Made of limestone, on top of which much of the Algarve stands, they have the feel of being at home. The work is fun, surprising, and interesting in its placement. They are “The Observers”, utterly devoted to their activity, relaxed and happy, and refreshingly modern in a place steeped in history dating back to ancient times. As Faro is where most tourists start their summer holiday against a backdrop of glorious sun and fabulous blue sky, this work is perfectly placed.
The sculptures compel humans to do the same: look upward. This is something we should definitely do more often, for the simple reason that what lies beneath our feet is seldom that interesting. By the way, the figures have a strange way of adapting to grey winter weather. In inclement weather, I fancy their faces change to expressions of mild anxiety which say, “Is it a good idea to do the laundry today?”
Unfortunately, I do not have a photograph of my own, but a quick Internet search turned up a newspaper article on Teresa Paulino, the artist. If you scroll through the images of her work featured to the left of the article, you will see one of the figures. Perhaps when I go to Faro next week, I shall take time out to take a few snaps, and post them here.

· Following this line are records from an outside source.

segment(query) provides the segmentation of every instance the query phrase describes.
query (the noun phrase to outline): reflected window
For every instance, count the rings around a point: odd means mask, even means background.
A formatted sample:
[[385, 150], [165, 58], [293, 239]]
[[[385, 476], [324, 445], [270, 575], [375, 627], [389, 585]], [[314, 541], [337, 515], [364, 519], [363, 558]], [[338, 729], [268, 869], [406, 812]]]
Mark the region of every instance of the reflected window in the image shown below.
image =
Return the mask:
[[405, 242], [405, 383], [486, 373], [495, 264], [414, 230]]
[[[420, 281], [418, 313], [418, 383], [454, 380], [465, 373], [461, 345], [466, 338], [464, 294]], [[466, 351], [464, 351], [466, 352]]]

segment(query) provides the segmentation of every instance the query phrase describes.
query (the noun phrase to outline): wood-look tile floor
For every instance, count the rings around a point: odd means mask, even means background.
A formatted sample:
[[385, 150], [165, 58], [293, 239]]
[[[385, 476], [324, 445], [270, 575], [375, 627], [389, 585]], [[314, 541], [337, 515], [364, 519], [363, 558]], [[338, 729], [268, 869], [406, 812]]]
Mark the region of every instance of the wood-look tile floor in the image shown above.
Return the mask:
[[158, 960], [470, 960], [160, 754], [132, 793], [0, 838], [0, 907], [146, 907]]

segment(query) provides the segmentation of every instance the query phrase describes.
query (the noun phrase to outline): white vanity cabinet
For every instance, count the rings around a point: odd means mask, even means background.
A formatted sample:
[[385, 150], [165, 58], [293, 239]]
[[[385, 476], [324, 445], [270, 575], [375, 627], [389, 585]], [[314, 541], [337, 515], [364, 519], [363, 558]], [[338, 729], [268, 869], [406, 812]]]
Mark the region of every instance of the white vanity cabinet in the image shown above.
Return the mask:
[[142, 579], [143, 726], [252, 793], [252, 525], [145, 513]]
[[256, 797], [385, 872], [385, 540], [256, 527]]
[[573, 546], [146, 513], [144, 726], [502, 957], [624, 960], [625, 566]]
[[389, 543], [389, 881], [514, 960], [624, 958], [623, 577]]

You have not noticed any rude comments yet. That is because I have not made any.
Yesterday, we went with a friend’s sister, who is on holiday here, to Alte, which features in tomorrow’s post. Out of the blue, and à propos of nothing else in its surroundings, and in my view, contrary to but not in contrast to the general theme of the place, our eyes are drawn to this:
We were taking a walking along the bank of this stream. As we approached the statue from behind, I said to the visitor, pointing, “Do you think someone’s taking the piss?” because that is what the posture suggested. When we saw this view, I was relieved at the absence of genitalia, stylised or otherwise. As I took this photo, I said that this may well be the start of my photo collection of artworks upon which to make rude comments.
The visitor’s gut response to this work was not positive either. I made some remarks on the mystery headress which said more about me that the work in front of us, and we moved on.
Should all public art be held in reverence? Or at least get a modicum of respect for the effort entailed in producing it? Or should we feel free to be arrogant and condemn? The easier route is the latter. I should be interested in links to other less successful public artworks, too.
If anyone really, really loves this piece – or has any other useful insights – please tell me!